Just slows them down for now. They'll continue after elections. Still good news nonetheless. Thanks Don. Did I remember to tell everyone to vote tomorrow so we can put a hurting on those who wish to take away our rights ?

Sent from my ADR6300 using Tapatalk 2


----------



## SWAMPBUCK10PT (Apr 5, 2010)

*Glad I bought 2- 30 round clips for my Mini 14 earlier this year and 500 rds that baby sure flips alot of brass







*


----------



## sos1inmesa (May 11, 2011)

Well, all I know is they can't put a ban in place until I purchase the 100 round Beta Mag for my AR-15. That thing will come in handy during the Zombie Apocalypse.


----------



## Antlerz22 (Apr 18, 2011)

bones44 said:


> Just slows them down for now. They'll continue after elections. Still good news nonetheless. Thanks Don. Did I remember to tell everyone to vote tomorrow so we can put a hurting on those who wish to take away our rights ?
> 
> Sent from my ADR6300 using Tapatalk 2


 Im so out of touch--is it nationwide tomorrow/today or select states?


----------



## 220swift (Mar 2, 2011)

select States....


----------



## 220swift (Mar 2, 2011)

Thanks for the update Don.............


----------



## bones44 (Jan 7, 2011)

Sorry guys thought it was all states. We're pretty slow here. Need a head start......

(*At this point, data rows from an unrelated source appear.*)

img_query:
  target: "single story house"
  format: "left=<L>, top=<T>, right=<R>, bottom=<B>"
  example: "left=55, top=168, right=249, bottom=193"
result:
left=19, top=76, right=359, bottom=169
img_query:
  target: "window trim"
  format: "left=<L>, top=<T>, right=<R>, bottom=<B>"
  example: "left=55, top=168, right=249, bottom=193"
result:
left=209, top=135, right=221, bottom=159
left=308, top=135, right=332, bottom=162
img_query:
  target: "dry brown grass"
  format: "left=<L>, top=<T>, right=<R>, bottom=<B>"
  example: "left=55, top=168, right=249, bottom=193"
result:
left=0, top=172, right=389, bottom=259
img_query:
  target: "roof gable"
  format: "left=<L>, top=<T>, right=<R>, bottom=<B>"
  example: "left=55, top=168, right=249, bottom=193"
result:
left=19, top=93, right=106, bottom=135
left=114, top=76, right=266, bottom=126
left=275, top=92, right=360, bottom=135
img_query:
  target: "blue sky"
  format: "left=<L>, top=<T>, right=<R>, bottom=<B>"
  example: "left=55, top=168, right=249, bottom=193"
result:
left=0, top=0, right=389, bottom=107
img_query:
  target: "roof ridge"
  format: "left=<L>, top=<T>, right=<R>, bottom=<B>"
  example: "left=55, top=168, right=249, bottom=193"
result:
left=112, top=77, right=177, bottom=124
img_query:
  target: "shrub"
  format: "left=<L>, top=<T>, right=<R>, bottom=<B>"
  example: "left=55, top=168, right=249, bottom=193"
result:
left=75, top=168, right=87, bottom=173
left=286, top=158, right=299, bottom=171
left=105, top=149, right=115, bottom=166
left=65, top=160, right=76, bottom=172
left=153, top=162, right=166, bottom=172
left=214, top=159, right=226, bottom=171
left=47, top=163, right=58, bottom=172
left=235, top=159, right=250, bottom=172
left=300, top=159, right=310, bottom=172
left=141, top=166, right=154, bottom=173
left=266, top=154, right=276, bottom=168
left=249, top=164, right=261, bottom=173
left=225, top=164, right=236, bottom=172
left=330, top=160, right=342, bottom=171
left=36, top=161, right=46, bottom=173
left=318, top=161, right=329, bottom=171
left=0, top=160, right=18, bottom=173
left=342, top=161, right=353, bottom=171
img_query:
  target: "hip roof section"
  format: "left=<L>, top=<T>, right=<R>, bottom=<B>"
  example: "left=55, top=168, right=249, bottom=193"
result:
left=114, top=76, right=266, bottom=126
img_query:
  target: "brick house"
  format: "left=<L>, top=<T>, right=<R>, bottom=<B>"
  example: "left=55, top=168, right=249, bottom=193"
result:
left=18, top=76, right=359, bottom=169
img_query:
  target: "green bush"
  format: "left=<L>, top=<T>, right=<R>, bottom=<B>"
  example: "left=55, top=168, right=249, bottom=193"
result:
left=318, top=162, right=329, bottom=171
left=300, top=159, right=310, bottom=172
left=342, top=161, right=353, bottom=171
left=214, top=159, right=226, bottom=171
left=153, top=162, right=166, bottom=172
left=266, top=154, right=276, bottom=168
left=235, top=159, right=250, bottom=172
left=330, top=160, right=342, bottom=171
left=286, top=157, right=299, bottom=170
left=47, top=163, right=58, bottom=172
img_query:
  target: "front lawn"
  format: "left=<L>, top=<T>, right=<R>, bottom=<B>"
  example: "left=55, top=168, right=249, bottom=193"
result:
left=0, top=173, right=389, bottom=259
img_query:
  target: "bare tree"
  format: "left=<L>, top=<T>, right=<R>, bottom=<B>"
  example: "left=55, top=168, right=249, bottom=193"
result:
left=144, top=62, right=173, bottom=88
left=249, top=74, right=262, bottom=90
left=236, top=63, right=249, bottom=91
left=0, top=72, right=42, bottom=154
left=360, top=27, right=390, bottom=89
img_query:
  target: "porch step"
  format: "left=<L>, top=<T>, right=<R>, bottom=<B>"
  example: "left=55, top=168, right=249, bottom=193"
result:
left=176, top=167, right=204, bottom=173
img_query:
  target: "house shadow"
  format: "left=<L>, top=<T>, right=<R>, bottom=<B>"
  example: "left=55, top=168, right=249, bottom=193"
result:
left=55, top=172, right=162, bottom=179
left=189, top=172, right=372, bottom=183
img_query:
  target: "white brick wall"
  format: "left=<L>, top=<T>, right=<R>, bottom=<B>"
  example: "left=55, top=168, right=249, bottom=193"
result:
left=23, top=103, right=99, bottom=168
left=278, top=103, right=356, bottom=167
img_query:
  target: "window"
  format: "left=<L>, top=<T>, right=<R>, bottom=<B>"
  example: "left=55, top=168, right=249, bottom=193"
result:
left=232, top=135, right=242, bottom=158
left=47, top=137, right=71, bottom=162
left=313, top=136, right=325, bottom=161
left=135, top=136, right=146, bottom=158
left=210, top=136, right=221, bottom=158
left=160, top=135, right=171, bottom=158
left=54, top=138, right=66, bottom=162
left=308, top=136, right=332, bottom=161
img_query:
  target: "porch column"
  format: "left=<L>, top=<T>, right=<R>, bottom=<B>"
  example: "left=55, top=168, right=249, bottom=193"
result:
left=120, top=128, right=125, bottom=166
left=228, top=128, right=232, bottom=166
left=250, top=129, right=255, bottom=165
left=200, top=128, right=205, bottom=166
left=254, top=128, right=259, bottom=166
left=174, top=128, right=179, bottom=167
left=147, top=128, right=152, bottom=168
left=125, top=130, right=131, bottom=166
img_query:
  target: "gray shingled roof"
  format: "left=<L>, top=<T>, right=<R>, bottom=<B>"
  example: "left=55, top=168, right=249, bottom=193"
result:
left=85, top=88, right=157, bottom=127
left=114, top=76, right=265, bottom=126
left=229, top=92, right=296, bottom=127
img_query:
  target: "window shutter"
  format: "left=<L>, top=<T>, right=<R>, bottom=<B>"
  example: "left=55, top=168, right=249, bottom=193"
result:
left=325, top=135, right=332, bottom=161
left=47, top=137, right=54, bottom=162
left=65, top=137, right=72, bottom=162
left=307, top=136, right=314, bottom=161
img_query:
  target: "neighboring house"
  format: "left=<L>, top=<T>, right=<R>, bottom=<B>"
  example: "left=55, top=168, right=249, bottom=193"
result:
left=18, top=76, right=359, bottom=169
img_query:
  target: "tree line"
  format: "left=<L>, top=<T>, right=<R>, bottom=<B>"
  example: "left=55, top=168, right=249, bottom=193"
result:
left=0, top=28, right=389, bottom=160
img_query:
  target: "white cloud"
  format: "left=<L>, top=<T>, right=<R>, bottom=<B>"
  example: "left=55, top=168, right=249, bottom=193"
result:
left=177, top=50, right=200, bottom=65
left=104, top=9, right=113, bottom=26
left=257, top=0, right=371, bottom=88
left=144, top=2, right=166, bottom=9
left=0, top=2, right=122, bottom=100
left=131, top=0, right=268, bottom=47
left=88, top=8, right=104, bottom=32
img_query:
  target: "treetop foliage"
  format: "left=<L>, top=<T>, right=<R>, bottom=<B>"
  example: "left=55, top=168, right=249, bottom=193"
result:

Sent from my ADR6300 using Tapatalk 2


----------



## youngdon (Mar 10, 2010)

sos1inmesa said:


> Well, all I know is they can't put a ban in place until I purchase the 100 round Beta Mag for my AR-15. That thing will come in handy during the Zombie Apocalypse.


Be aware these mags have a reputation of not feeding reliably. You'll be better off getting some mating clips and slapping a pair of 30's together.


----------